Magdalena was known to have no love for children. The filthy particulars of their conception troubled her and she found them altogether needful. She disdained Josephus for allowing them sanctuary at Vectis, particularly the very young and disabled. She had nine children under the age of ten in her care and found that most of them did not sufficiently earn their keep. She had the sisters work them hard, fetching water and firewood, washing plates and utensils, stuffing mattresses with fresh straw to combat the lice. When older they would have time for religious study, but until their minds were tempered by toil she considered them only good for simple hard labor.

Octavus, Josephus’s latest mistake, infuriated her.

He was incapable of following the most basic commands. He refused to empty a pot or throw a log onto the fire in the kitchen. He would not go to bed without being dragged to it or arise with the other children without being pulled from the pallet. The other children sniggered at him and called him names. At first Magdalena believed him to be willful and beat him with sticks, but in time she tired of the corporal punishment since it had no effect whatsoever, not even eliciting a satisfying cry or a whimper. And when she was done, the boy would invariably retrieve her stick from the wood pile and use it to scratch his patterns onto the dirt floor of the kitchen.
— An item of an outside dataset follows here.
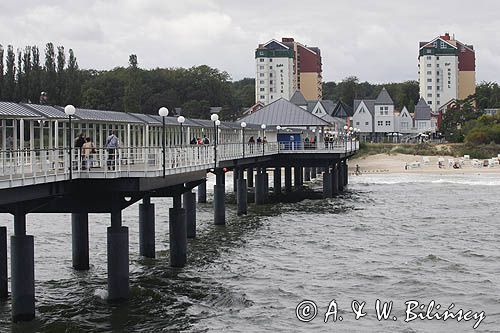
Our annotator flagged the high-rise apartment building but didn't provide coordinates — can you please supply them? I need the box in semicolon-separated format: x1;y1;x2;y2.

Now, with the autumn about to turn to winter, she ignored the boy completely, leaving him to his own devices. Fortunately, he ate like a small bird and made little demand on their stores.

On a cold December morning, Josephus was leaving the Scriptorium on his way to mass. The first wintry storm of the season had blown over the island during the night and left behind a coating of snow sparkling so brightly in the sunshine it stung his eyes. He rubbed his hands together for warmth and tread rapidly up the path as his toes were getting numb.
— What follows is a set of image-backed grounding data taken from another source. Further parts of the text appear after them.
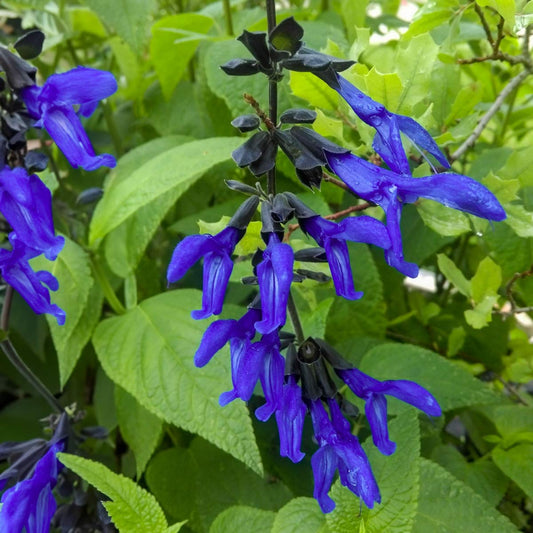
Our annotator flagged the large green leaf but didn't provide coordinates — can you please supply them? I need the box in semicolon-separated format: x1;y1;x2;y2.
58;453;174;533
150;14;214;99
360;343;501;411
413;459;518;532
492;444;533;499
115;386;163;478
92;289;262;474
326;409;420;533
31;236;101;387
210;506;275;533
89;137;242;246
83;0;156;53
272;498;328;533
146;438;291;532
103;136;192;277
Octavus was squatting beside the path, barefoot in his thin clothes. Josephus frequently saw him in the abbey grounds. He usually paused to touch the boy’s shoulder, say a fleeting prayer that whatever malady he possessed might be healed, then quickly went on with his business. But today he was afraid the boy might freeze if left unattended. He looked around for one of the sisters but there was no one in sight.

“Octavus!” Josephus exclaimed. “Come inside! You must not be about in the snow without shoes!”
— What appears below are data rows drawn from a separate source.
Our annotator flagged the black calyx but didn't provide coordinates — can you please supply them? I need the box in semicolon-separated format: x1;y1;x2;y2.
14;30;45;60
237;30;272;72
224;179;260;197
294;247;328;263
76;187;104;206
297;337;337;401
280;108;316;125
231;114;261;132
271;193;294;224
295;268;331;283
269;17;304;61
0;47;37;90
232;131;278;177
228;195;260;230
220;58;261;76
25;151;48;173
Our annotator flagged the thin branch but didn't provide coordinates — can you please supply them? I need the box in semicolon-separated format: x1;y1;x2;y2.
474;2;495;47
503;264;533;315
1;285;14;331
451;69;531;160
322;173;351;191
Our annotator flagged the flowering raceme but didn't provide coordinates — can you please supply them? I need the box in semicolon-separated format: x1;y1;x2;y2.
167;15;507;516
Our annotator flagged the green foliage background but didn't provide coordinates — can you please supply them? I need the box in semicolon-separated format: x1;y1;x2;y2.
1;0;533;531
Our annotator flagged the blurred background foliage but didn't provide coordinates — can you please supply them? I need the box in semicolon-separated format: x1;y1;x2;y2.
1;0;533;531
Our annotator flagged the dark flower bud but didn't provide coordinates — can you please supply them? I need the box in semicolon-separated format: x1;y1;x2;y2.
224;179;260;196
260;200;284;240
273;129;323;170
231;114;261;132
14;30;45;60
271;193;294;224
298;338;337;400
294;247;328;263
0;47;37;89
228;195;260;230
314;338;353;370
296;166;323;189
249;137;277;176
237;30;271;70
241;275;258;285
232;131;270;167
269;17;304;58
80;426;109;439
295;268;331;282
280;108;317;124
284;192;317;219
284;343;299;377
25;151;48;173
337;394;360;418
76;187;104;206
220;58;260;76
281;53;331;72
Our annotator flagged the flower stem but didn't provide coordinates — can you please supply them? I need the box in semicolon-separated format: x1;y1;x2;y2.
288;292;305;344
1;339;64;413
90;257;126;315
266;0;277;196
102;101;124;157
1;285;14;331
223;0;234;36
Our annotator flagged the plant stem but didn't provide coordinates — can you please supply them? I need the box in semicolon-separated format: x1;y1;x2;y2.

The boy had a stick in his hand and, as usual, was drawing patterns, but this time there was a hint of excitement on that blank delicate face. The snowfall had created a vast clean surface for him to scratch upon.

Josephus stood over him and was about to lift Octavus up when he stopped short and gasped.

Surely this could not be so!

Josephus shielded his eyes from the intense glare and confirmed his initial fear.

He bounded back to the Scriptorium and moments later returned with Paulinus, whom he dragged furiously by the sleeve, despite the protestations of the thin minister.

“What is it, Josephus?” Paulinus cried. “Why will you not say what is the matter?”

“Look!” Josephus answered. “Tell me what you see.”

Octavus continued to work his stick in the snow. The two men towered over him and studied his etchings.

“It cannot be!” Paulinus hissed.

“But surely it is,” Josephus countered.

There were letters in the snow, unmistakable letters.

S-I-G-B-E-R-T O-F T-I-S

“Sigbert of Tis?”

“He is not done,” Josephus said excitedly. “Look: Sigbert of Tisbury.”

“How can this boy write?” Paulinus asked. The monk was as white as the snow and too scared to shiver.

“I do not know,” Josephus said. “No one in his village can read or write. The sisters have certainly not been teaching him. In truth, he is considered feeble-minded.”